A man walks along the Sea of Galilee and calls back the fish out of a watery desert. He carries a lamb under one arm and
No.
A man hears a town starving and he approaches in an unstained white robe, hands benevolently lifted to heal and
No.
A man shouts words across the dark water, filling his listeners with an inner peace and joy
No.
A man gives a sermon, speaking with great authority, such that everyone’s doubts melt away like ice in the
No.
A man walks along the Sea of Galilee.
He can hear screams.
The screams of all the living. The screams of all the dead.
He can hear the suffering and the hunger of everyone who has ever lived or who ever will.
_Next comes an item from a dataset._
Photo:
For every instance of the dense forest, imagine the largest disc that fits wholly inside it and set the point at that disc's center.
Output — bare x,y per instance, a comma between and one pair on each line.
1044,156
It drives him nearly mad. He pleads for the cries to stop, for someone, anyone, to do something about the pain. He sweats blood. He calls up fish and feeds starving people, he straightens maimed limbs, he pleads and demands that the people around him clothe and feed each other. He speaks of the things he hears, the pain he hears at all hours, at every hour, and men drive him from the town, stoning him with hard rocks. He drags himself to the next town, his clothes torn to rags, his body bruised, his mind torn by the shrieking of every living thing. The pain… the pain… He takes off his rags and wraps them around someone shaking by the edge of the sea. He tries to reason with the people in the town who still have houses. He rages at them. He begs them. He tells them a story, trying to help them understand. “Why can’t you hear?” he says. “The screaming, the screaming…why can’t you hear it? Why are you doing nothing?”
The dead stumble after him, all the corpses that died in their hunger and that hunger still, and he can hear their pain, too. He stands to face the oncoming dead, as those around him flee in horror. These are the men and women who have been given No Lasting Burial, no lasting rest. The priest of the town calls Yeshua a madman, but he stands on the shore as the ghouls rise, trailing lake-weed, their faces eaten away by the water. He cannot do otherwise. He cannot look away from their pain. He may not survive. His sanity may not survive. But he cannot do otherwise.
He wears no white robe. He commands no legions of devoted followers. He founds no churches or temples. He doesn’t “have it together.” He is torn apart, yet he stands. He just stands barefooted in the sand, bleeding, tears on his face. Refusing to run. Refusing to stop his ears. Refusing to look away from the dead.